Give me madness,
Give me joy,
Give me a thousand doubts
which can annoy.
Don’t need to be safe,
Don’t need to be wise,
But let me feel the life
I can realize,
To be aware
There will be death,
And all of this
I will forget.
ORIGINALE IN INGLESE, traduzione italiana:
Datemi follia,
Datemi gioia,
Datemi mille dubbi
che portan paranoia.
Non ho bisogno di essere saggia,
Non ho bisogno di essere sicura,
Ma fatemi sentire la vita
finché matura.
Consapevole
che ci sarà la morte,
E di tutto questo
Non saprò la sorte.
La follia dei poeti è uno dei tòpoi più frequenti della letteratura.

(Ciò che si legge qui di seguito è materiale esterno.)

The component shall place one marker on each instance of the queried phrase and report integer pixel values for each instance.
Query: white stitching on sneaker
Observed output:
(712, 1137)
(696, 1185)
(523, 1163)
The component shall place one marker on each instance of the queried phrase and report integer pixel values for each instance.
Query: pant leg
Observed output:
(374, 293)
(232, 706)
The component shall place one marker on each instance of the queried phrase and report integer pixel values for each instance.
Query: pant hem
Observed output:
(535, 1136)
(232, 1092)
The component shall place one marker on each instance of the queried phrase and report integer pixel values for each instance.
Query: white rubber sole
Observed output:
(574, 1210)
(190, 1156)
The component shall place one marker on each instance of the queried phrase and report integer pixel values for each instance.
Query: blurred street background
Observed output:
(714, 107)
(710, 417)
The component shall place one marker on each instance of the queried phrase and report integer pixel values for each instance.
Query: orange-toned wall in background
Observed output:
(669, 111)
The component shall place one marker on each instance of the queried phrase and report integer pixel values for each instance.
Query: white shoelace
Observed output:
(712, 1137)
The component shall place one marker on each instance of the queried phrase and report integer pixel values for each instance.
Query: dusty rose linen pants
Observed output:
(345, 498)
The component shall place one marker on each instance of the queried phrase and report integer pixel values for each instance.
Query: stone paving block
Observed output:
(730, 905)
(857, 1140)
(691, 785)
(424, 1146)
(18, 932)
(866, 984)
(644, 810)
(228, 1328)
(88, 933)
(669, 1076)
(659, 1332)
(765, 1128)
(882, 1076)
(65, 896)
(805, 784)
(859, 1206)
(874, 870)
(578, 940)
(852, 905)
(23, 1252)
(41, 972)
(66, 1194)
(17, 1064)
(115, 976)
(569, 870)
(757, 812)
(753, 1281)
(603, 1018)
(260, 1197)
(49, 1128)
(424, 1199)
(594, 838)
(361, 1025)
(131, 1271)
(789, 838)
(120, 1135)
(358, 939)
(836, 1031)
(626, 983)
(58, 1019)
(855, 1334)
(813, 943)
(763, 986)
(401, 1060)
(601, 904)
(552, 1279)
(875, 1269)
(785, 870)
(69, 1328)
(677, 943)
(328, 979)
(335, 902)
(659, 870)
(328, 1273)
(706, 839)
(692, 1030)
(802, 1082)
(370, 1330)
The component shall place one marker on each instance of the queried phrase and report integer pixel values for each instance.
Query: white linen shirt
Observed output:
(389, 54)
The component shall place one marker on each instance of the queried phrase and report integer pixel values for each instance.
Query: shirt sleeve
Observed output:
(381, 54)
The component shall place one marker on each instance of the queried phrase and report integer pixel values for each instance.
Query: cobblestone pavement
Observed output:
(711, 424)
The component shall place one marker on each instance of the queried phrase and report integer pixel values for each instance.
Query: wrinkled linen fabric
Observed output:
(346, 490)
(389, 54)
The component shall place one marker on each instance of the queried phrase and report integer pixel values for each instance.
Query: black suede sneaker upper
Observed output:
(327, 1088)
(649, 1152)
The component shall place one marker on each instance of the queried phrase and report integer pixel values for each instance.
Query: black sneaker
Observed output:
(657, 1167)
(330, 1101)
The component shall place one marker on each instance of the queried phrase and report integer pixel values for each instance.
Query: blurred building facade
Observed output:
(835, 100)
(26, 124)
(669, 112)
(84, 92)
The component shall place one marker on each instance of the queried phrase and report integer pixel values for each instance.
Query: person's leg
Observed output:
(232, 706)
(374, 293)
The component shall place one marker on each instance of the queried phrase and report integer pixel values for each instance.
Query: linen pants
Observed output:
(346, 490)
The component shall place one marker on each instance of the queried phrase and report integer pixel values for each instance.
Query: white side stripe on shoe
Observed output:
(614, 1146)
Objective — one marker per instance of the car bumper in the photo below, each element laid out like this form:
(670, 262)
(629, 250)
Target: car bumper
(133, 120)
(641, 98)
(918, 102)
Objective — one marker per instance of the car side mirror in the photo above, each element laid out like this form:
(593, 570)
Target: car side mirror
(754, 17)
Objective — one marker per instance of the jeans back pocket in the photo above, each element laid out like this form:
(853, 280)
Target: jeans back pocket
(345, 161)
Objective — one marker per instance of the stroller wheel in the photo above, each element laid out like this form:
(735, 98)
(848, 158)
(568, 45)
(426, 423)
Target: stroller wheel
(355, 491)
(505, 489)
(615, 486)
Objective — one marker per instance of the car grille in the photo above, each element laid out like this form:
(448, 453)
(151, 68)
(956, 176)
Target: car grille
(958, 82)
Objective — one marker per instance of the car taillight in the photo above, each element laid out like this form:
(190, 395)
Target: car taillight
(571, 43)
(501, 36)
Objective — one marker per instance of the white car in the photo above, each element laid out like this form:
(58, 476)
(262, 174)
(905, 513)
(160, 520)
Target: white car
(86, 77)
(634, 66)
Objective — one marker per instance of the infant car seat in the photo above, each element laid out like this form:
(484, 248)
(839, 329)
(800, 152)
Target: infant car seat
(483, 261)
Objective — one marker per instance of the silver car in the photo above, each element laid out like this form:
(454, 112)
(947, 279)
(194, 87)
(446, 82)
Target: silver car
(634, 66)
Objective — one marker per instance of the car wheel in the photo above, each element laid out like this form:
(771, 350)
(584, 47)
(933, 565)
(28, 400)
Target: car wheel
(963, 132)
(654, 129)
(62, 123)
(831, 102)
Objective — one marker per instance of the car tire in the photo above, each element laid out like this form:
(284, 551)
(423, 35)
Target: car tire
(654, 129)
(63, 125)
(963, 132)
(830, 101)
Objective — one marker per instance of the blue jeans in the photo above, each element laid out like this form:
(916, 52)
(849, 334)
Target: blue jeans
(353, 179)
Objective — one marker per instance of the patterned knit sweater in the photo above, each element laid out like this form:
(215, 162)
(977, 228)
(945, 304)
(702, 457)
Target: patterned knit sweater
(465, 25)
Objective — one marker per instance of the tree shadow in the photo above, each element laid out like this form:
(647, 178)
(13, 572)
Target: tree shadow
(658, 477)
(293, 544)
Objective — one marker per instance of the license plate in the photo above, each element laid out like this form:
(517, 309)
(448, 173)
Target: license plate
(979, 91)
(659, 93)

Tra i tanti contributi al riguardo mi piace questa pennellata, di Umberto Galimberti, che ne spiega potentemente l’origine e la dinamica.
«Dea titana, sorella di Krónos e Okeanós, madre delle Muse, il cui coro essa guarda e con le quali talvolta si confonde, Memoria “possiede” i poeti rendendoli “entusiasti”. Questa possessione (katokoché) sottrae il poeta al ritmo della vita quotidiana, alla scansione del tempo lineare, per portarlo in quella condizione di entusiasmo (enthousiasmós) che è tipica di chi ha in sé un dio (én-theos). Nell’entusiasmo, infatti, non parla più il poeta ma il dio che lo abita […]»
Niente follia, niente poeta, mi vien da dire ispirandomi allo slogan di una nota marca di spumante. Beh, Gilda, sei sulla buona strada. Che dire di più? Cin cin!